Dr. Baghdadi added, "Hospital-onset sepsis and community-onset sepsis should be considered distinct clinical entities, and care protocols and quality metrics should reflect that distinction."

"The study shows that one size does not fit all when determining the best treatment for potentially septic patients," write Dr. Hannah Moreira and Dr.
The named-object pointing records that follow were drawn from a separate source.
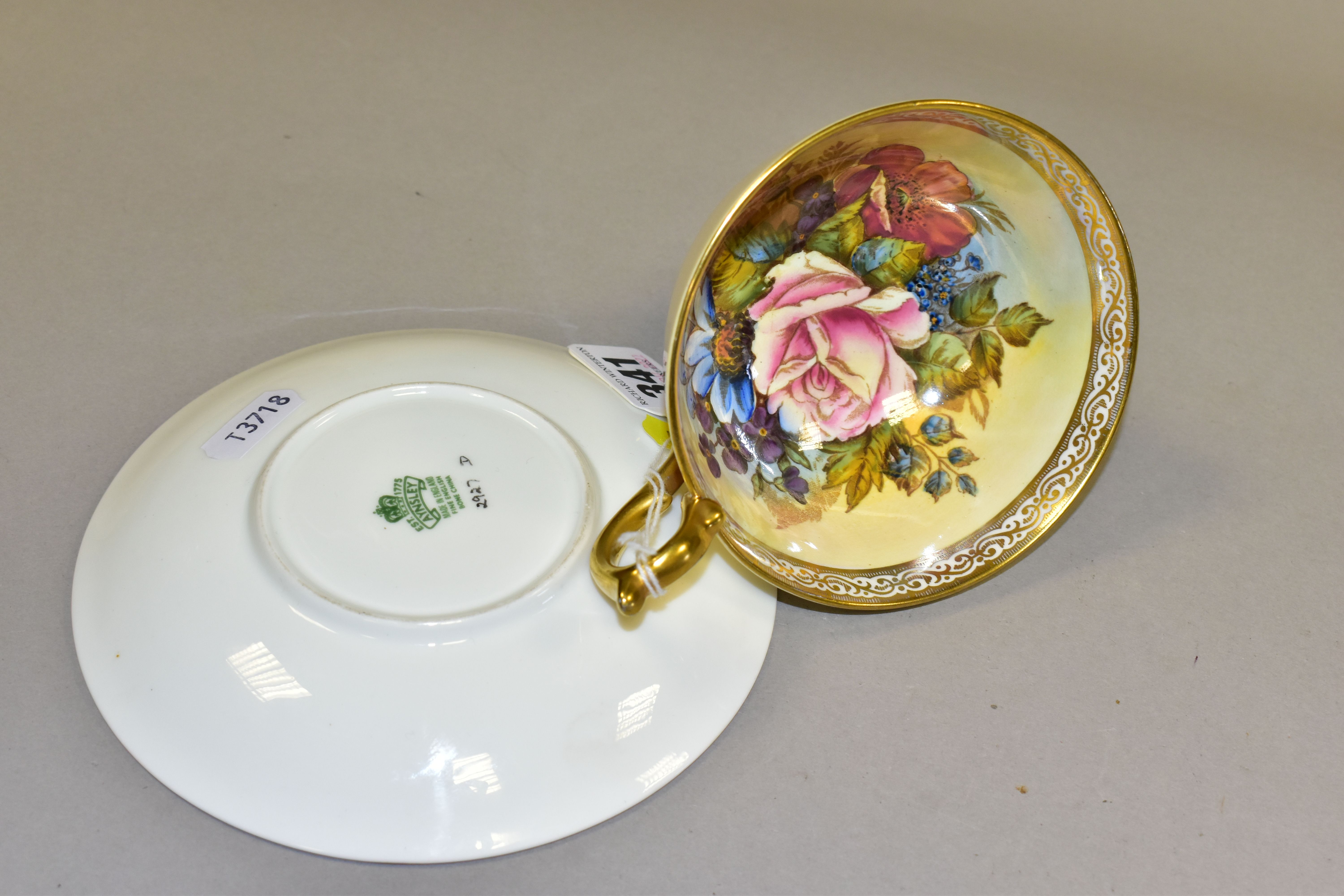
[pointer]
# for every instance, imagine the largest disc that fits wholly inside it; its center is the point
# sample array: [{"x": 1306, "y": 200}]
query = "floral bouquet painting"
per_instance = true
[{"x": 841, "y": 334}]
Richard Sinert from SUNY Downstate Medical Center and Kings County Hospital in New York City in a related editorial.

"We earnestly hope that studies such as the one performed by Baghdadi et al. demonstrating no mortality benefit with the use of SEP-1 bundle would influence CMS to consider the importance of individualized care for these critically ill patients," they conclude. "Sepsis care should be limited to only those who appear to be in septic shock, emphasizing early antibiotics and acknowledging physician judgment concerning the volume of fluids infused and the role of lactate measurements in the care of these patients."

But Dr. Joseph A. Carcillo from University of Pittsburgh School of Medicine, who has researched various aspects of sepsis and its treatment, told Reuters Health by email, "I am surprised that JAMA is publishing this article as is. It shows that individual components of a bundle are associated with favorable outcome but when all are used together they are not."

"This could mean that the sickest patients tended to receive the entire bundle of care because the physicians thought they were sick, and the less sick patients did not; however, the authors and the journal want the reader to believe they have used statistical techniques (score matching) which have controlled for this possibility," he said. "I am not buying it."

"Based on this paper, I do not think SEP-1 should be modified," Dr. Carcillo said. "Randomized trials are needed to determine what components of bundles are effective and (which) do not work. No more administrative data and registry data studies."